Don gave the precise and exact answer. But to expand, the drop in voltage we worry about here is in the shield of the RCA/unbalanced connection. That drop in voltage will by definition cause a flow of current (it is like titling a full cup of water). Since the source of that voltage is mains, the shield is now dancing up and down with the frequency and harmonics of mains.
The above by itself is not a problem in differential/balanced connections. In unbalanced however, the signal, the center pin of RCA, is in reference to the shield. If for example you output nothing and the shield is dancing up and down, the receiver "hears" the dancing up and down as the signal. Hence the reason you hear hum or buzz (harmonics of mains).

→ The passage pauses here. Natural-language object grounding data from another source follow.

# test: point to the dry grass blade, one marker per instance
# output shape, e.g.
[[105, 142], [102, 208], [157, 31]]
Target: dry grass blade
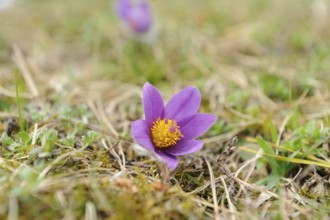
[[21, 64], [214, 192]]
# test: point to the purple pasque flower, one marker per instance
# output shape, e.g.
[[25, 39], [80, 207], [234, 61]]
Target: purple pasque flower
[[135, 14], [170, 131]]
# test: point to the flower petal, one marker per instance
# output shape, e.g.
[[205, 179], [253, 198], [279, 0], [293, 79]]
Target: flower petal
[[183, 105], [184, 147], [139, 19], [197, 126], [153, 103], [171, 161], [141, 134]]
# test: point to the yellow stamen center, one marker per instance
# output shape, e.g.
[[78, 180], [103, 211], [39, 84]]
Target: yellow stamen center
[[165, 132]]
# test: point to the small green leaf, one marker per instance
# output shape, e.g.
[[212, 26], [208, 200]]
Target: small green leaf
[[89, 138], [49, 139]]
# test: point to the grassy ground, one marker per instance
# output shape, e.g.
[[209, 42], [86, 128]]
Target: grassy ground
[[70, 85]]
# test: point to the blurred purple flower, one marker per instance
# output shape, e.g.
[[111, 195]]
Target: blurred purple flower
[[170, 131], [135, 14]]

In differential interconnects, there are two wires independent of the shield that carry the audio signal. As a result they are immune to vagaries of voltage drop in the shield, or differential in voltage between the chassis of two pieces of audio equipment (topic of this thread). It is absolutely superior to using unbalanced connection.
To give you a specific sense of this in an example, simple math shows that enough current flows in the shield of of an unbalanced connection can cause your signal to noise ratio to drop to poultry 70 db. That is just 12 bits of resolution! The same exact system/situation over balanced connection will boost the signal to noise ratio to whopping 130 db! Well beyond 96 db of 16-bit CD for example and beyond anything we can reproduce (analog or digital).
Balanced interconnects are trivially implemented using solid state electronics. The cost is in the noise in class of product we are discussing, pun intended
. Tube amp manufacturers don't want to use this solution likely because then the whole path is not tube. So it has been turned into a feature: "single ended sounds better." Well, it doesn't if you don't want your signal to be accompanied with tons of mains signal mixed in it.
Members here go to heaven and hell to try to deal with "grounding issues." Yet they go and use single ended interconnects where it nicely carries and dumps mains related distortion into their audio path! It makes no sense.
RCA connections were invented to interconnect equipment in the same box. Never was it intended to go many feet to monoblock amps by speakers which is so common here.
Thankfully we are deaf as a stomp when it comes to low frequencies so that is the reason there is not as large of a cry as it should be. Still, if you sweat all the details, and your RCs are going the distance, you need to use balanced interconnects if you have any hope of staying true to the source music.